Ieri si è tenuta una riunione a porte chiuse, convocata dal premier sul tema 5G (al vertice hanno partecipato i capi delegazione della maggioranza giallorossa, Dario Franceschini, Alfonso Bonafede, Roberto Speranza, Teresa Bellanova, Roberto Gualtieri, Luigi Di Maio, Stefano Patuanelli, Lorenzo Guerini, Enzo Amendola, Riccardo Fraccaro). Tutta questa gente per un vertice durato due ore? Due ore appena per un tema così delicato e pericoloso? Più che una discussione è sembrata una comunicazione già stabilita a priori. L’incontro, hanno spiegato i diretti interessati, è servito per fare il punto sullo stato della legislazione italiana, con particolare attenzione all’attuazione delle varie previsioni legislative mirate a rafforzare il sistema di difesa e sicurezza nazionale, rispetto ai servizi di comunicazione G5.
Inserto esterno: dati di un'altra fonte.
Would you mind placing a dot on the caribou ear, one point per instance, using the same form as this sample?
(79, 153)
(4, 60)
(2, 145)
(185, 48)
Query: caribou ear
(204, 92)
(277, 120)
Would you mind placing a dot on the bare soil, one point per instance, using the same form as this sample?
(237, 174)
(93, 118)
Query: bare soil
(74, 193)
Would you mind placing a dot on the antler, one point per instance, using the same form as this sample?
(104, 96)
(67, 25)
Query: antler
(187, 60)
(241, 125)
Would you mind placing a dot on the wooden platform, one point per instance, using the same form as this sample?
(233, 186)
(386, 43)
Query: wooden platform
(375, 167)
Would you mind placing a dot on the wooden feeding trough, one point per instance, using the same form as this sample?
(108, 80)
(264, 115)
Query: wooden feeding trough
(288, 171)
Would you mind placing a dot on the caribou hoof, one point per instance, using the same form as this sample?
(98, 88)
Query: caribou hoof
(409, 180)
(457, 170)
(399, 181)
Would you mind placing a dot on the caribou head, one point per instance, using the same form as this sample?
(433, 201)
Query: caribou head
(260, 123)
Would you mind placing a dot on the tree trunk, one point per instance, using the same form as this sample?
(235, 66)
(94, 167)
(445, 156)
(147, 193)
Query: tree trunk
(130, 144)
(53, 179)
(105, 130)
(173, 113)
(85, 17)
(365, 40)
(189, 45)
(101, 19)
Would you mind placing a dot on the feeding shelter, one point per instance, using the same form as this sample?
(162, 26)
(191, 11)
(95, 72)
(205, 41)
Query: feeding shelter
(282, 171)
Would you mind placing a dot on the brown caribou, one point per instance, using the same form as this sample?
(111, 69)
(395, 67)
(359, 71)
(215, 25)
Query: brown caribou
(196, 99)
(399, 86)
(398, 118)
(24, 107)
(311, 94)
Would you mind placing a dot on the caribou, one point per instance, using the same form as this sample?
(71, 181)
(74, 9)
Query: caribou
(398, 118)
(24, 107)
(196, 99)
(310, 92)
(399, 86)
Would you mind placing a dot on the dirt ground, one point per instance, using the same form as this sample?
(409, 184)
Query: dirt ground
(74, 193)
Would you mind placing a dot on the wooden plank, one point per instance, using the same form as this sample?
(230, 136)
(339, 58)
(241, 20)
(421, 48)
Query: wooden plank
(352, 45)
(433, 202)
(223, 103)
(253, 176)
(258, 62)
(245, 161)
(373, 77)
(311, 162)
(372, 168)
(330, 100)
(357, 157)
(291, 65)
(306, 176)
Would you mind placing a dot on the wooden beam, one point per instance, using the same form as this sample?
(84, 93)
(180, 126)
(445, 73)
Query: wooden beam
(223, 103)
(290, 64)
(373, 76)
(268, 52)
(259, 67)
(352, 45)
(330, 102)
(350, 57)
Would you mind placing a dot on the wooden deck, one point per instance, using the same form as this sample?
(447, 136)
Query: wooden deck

Come dire, prima il danno, poi si rimedia. Non a caso, sempre le stesse fonti, hanno assicurato: “L’assetto normativo è stato giudicato ben strutturato”. E si è lasciato l’approfondimento, a data da destinarsi, “sui potenziali rischi connessi alle nuove tecnologie”. Quindi, oltre alla geoeconomia, alla geopolitica, anche la salute delle persone, oggetto d’attenzione?
E, parole loro, si riaffaccia inevitabile lo spettro del “regime-Covid”, l’esigenza di un tracciamento collettivo alla Matrix, che con l’app immuni (un fiasco per il governo, visto che solo il 13% degli italiani l’ha scaricata), e il prossimo vaccino salvifico (di cui al momento si ignorano le caratteristiche), dovranno ingabbiare e controllare meglio gli italiani.

Il 5G non ha mai convinto: ancora non si sono spente le accuse e le denunce di esperti (un appello sottoscritto da 170 scienziati, medici e organizzazioni ambientaliste), su questa nuova non collaudata e preoccupante tecnologia. Scenari da fantascienza e da film horror: “Prossimamente ci saranno milioni di nuove stazioni sulla Terra, 20 mila satelliti in più nello spazio, 200 miliardi di oggetti trasmittenti. Una costellazione satellitare globale affidata a una decina di società (tra cui, SpaceX, OneWeb, Telesat), per coprire anche le zone remote del pianeta. Una rete totalizzante con gravi ripercussioni sulla salute del mondo: il wireless funziona utilizzando impulsi estremamente rapidi di radiazione a microonde. Studi clinici sugli effetti nocivi gravi da esposizione alle frequenze radio in uso (fino al 4G) sono ormai migliaia anche sugli animali, e sulle piante e sempre più sentenze di tribunale hanno sancito il nesso casuale tra cancro ed elettro-sensibilità. Oltre all’aumentato rischio di cancro, anche stress cellulare, danni genetici, cambiamenti strutturali e funzionali del sistema riproduttivo, disturbi neurologici, deficit di apprendimento e memoria, cambiamenti ormonali”.

Due ore per parlare di legislazione e di interesse nazionale, e nemmeno un secondo per avvertire gli italiani sui rischi della loro salute? Ma non è questo il governo che ci sta tutelando dal Coronavirus?